ABSTRACT

The first four chapters of our survey of heroic mythology will be devoted to theInachid family, which ruled in Argos, Thebes and Crete and produced the greatest of all Greek heroes, Herakles. Since it was supposed that most of the main heroes and heroines of legend would have belonged to the royal family of their native area, the mythical history of each city and land was in all essentials the history of its ruling family, as organized on a genealogical basis. Once a consistent account had been developed of the succession within each kingdom, all the mythical figures and legendary events associated with that area could be assigned to a specific point in time in relation to the reigns of the various kings; and since the heroes and heroines of each kingdom often interacted with those of others, through wars and marriages, for instance, or participation in joint adventures, it was necessary that the genealogies of the separate royal families should be synchronized with one another (even if this was not always perfectly achieved, see e.g. p. 337).
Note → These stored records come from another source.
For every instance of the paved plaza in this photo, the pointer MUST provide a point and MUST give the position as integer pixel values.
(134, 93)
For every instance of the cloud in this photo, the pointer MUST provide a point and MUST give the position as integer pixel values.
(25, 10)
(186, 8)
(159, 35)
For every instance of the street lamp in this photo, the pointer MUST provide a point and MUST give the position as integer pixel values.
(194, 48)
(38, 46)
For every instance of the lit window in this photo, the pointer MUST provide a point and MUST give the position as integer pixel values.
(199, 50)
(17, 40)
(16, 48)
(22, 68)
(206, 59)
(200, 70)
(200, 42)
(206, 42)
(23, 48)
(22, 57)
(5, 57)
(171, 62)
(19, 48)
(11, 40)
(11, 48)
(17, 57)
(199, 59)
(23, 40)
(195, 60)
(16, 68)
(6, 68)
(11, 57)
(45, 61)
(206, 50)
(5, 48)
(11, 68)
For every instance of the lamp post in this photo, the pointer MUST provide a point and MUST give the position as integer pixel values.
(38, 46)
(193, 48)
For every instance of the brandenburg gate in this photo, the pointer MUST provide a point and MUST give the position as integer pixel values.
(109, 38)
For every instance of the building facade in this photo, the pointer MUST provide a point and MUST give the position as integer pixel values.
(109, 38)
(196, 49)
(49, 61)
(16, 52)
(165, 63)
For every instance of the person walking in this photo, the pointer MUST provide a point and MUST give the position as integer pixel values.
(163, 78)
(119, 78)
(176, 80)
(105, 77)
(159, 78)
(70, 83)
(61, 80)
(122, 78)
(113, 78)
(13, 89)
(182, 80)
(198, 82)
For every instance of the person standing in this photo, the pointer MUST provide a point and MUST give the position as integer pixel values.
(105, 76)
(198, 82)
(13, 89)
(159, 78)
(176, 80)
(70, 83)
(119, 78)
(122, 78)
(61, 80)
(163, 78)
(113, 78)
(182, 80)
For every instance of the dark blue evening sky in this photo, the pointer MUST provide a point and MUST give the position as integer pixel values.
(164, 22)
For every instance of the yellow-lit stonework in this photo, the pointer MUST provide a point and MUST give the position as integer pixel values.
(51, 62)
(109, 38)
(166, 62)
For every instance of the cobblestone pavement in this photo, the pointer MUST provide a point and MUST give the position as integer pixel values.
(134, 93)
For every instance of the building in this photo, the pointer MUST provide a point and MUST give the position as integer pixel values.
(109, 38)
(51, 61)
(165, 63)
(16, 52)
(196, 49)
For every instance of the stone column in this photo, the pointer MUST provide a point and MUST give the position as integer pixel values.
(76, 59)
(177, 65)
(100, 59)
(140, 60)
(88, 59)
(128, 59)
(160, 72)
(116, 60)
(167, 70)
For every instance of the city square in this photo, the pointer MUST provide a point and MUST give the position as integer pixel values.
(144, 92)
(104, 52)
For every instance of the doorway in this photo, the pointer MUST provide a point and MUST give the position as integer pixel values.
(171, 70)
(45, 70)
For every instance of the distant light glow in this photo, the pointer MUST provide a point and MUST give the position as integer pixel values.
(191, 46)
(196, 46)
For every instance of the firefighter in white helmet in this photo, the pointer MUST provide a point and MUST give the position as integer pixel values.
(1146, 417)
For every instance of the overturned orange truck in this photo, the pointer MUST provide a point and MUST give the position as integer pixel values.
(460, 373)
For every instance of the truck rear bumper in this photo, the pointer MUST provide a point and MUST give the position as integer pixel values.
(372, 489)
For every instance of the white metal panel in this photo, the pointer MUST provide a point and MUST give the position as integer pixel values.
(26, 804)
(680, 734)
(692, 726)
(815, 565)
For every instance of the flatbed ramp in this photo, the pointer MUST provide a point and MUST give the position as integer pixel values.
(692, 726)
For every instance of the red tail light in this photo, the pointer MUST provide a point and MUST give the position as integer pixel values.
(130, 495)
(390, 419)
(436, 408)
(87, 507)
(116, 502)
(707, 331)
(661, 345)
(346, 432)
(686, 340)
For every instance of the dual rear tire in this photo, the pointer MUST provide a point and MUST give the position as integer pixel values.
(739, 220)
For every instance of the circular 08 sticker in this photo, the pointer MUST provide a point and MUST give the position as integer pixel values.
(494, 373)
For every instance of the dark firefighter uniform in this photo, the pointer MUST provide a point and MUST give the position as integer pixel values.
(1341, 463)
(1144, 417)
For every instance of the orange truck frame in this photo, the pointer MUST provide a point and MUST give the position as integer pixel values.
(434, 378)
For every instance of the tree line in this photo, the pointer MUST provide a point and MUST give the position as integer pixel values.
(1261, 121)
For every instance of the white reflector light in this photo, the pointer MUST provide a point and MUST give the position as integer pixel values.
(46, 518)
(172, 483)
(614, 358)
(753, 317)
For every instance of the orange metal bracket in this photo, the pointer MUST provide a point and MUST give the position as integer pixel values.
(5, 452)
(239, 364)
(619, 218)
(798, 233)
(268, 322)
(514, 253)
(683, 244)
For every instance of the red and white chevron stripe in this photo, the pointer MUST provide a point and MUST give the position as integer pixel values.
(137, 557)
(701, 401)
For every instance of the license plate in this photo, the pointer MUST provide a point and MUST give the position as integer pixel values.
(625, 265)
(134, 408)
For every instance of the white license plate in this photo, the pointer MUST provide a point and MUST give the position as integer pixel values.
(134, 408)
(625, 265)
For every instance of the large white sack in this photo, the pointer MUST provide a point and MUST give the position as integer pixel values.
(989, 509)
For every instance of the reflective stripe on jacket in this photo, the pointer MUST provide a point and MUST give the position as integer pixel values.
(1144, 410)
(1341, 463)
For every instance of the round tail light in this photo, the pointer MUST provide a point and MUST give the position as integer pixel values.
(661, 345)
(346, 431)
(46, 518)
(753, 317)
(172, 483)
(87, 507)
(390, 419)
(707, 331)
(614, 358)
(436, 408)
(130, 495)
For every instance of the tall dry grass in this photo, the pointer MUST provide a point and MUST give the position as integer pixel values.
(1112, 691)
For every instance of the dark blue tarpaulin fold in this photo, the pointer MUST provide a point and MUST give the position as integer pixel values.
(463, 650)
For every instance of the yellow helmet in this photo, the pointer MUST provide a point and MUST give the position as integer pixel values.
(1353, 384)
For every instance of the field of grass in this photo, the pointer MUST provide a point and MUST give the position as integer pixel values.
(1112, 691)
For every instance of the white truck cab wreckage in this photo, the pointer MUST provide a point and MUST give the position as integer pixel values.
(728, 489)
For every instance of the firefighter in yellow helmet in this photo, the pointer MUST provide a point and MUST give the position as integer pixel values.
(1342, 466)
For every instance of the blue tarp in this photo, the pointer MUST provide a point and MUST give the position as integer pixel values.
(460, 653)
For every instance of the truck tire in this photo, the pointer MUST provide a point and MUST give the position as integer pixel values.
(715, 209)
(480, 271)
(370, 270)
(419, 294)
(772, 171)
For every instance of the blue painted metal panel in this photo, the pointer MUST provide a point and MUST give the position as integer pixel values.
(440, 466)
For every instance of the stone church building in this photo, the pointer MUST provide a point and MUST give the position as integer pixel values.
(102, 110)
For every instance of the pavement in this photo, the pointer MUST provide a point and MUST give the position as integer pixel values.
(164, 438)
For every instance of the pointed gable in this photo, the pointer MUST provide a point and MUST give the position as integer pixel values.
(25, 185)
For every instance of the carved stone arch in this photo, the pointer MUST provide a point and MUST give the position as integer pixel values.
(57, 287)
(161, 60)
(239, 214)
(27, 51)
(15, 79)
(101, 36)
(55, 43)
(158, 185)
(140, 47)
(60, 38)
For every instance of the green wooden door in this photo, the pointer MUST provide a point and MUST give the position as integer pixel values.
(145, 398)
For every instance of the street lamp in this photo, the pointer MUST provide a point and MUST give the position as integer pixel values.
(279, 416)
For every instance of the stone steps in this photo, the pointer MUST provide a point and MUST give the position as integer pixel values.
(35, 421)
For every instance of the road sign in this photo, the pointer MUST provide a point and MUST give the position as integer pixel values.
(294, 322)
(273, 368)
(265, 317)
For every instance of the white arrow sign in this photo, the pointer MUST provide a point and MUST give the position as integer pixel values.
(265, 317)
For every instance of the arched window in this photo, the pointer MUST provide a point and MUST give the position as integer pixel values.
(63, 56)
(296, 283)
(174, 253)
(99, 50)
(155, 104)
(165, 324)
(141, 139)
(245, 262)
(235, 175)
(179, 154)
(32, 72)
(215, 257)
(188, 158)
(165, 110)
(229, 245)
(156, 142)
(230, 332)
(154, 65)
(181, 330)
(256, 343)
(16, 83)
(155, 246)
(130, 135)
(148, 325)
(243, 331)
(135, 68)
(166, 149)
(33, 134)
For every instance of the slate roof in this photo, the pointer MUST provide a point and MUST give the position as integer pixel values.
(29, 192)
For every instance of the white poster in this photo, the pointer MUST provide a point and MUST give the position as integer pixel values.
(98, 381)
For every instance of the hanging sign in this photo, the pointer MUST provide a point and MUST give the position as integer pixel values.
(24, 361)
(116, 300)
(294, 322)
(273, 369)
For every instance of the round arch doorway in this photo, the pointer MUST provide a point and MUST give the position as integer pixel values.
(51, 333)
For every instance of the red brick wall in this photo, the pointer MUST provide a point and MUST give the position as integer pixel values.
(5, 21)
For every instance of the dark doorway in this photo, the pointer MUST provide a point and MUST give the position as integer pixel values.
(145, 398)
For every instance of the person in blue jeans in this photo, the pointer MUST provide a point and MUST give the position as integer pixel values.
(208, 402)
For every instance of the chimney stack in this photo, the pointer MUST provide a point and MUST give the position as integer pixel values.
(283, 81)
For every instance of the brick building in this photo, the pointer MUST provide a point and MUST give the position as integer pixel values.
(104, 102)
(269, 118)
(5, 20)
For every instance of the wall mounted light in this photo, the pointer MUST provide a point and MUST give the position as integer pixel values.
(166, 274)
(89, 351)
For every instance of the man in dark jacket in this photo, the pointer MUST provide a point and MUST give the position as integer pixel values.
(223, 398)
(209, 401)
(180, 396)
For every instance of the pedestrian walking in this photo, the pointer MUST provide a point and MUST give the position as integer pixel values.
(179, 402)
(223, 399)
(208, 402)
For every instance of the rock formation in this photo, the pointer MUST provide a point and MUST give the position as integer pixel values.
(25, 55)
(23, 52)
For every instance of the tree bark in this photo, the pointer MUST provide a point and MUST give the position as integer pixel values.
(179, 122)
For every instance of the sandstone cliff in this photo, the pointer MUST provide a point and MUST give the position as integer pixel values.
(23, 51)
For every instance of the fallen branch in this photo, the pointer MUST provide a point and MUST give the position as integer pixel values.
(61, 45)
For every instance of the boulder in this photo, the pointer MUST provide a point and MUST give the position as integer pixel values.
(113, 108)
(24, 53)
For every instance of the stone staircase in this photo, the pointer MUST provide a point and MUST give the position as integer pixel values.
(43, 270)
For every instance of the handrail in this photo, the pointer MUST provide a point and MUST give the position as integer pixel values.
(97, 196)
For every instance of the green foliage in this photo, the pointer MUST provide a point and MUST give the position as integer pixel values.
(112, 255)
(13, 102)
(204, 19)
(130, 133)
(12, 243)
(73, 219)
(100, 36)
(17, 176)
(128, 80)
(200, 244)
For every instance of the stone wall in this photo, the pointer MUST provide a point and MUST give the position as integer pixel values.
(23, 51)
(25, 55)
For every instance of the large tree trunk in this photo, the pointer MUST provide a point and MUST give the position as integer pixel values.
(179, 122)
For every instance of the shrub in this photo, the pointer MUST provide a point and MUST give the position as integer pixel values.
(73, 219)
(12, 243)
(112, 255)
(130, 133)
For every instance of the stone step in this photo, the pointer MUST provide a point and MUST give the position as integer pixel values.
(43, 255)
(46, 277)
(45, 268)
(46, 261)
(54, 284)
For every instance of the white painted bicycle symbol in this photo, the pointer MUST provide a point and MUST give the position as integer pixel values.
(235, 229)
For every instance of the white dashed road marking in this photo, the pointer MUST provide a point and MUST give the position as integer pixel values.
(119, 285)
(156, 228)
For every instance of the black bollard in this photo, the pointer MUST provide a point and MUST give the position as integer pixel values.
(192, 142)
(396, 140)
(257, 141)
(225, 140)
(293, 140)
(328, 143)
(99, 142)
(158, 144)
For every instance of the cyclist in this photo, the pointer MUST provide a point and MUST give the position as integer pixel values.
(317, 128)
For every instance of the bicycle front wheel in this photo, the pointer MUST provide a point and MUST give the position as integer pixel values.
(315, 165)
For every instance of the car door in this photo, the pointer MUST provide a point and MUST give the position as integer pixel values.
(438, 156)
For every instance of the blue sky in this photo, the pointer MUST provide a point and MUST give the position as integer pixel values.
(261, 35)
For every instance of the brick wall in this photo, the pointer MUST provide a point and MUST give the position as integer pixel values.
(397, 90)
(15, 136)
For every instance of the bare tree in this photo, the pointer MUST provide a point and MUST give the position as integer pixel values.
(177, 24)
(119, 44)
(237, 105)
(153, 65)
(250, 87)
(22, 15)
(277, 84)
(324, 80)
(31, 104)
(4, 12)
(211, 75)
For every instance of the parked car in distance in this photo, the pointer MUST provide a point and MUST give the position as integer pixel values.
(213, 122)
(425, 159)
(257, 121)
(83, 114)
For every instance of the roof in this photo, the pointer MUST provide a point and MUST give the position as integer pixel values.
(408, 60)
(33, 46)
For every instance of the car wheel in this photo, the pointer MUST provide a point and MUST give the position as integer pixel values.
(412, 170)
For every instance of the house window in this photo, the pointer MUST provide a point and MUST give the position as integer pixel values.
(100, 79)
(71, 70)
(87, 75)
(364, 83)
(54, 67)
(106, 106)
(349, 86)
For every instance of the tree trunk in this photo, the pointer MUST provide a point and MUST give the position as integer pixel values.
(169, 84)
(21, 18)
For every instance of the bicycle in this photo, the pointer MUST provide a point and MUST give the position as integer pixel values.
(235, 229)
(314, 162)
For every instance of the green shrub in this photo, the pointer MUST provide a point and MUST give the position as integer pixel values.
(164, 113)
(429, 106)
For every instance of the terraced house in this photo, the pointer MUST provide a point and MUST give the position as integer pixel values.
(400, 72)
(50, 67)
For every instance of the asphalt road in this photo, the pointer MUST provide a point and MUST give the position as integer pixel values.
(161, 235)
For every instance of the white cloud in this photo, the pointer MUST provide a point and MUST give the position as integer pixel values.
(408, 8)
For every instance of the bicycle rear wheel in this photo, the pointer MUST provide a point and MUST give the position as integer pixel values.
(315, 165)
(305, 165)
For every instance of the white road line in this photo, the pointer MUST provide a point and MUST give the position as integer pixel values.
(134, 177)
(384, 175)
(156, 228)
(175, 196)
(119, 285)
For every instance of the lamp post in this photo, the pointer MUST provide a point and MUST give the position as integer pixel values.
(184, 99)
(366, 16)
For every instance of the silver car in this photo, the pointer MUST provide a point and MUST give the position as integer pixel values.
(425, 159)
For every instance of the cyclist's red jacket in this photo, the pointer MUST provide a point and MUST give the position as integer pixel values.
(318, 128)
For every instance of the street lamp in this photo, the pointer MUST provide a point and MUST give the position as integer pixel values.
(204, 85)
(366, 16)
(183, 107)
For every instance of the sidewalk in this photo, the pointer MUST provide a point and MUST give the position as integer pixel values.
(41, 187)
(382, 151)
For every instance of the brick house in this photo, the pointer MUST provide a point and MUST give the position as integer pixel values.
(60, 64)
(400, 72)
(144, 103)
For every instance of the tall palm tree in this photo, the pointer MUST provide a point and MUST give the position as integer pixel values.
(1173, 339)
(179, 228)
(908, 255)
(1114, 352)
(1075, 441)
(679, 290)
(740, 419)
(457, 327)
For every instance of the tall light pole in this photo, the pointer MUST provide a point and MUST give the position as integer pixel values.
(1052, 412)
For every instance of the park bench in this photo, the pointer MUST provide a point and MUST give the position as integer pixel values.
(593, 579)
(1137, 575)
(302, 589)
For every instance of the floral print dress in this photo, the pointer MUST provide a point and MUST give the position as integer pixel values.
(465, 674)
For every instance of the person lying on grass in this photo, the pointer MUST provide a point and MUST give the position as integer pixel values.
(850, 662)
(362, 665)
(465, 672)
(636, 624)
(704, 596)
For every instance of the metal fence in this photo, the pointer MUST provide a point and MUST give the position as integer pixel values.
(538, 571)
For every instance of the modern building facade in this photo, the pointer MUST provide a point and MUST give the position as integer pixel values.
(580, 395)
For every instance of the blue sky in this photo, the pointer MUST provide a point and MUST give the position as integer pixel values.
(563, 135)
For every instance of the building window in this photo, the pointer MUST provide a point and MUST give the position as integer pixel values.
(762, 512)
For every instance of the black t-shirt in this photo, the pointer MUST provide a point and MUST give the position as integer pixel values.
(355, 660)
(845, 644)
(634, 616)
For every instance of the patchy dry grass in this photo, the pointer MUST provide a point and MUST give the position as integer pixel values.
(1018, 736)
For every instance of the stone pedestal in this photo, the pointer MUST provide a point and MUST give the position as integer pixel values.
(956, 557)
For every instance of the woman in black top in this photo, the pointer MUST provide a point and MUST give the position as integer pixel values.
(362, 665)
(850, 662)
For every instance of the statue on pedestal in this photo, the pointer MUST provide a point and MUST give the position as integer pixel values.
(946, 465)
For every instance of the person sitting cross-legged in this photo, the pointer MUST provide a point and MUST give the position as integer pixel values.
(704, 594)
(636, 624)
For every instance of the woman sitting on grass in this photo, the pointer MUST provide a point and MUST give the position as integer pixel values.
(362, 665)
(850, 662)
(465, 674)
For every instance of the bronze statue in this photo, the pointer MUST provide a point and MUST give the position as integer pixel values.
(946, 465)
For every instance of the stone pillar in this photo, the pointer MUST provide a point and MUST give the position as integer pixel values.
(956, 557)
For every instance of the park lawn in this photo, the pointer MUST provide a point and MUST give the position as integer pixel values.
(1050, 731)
On this basis, a remarkably coherent pseudo-history came to be developed for much of legendary Greece. The process was initiated in epic, most notably in the Catalogue of Women (a genealogical poem of the early sixth century BC traditionally ascribed to Hesiod, see pp. 10-12), and was brought to a high degree of development thereafter by early prose mythographers such as Pherecydes and Hellanicus (see pp. 9 and 15). According to the simplest pattern, a single ruling family would provide the ruling line in a single centre, as in the case of the royal families of Athens and Arcadia, which were both descended from indigenous earthborn ancestors. In general, however, the heroic genealogies tended to be more sophisticated and economical than this, since the mythographers liked to unite different ruling lines within a single family by tracing them back to common ancestors. The present family of the Inachids offers a striking example of this, as does that of the Atlantids, in which the family of Helen at Sparta is drawn into the same genealogical system as that of her abductor Paris at Troy.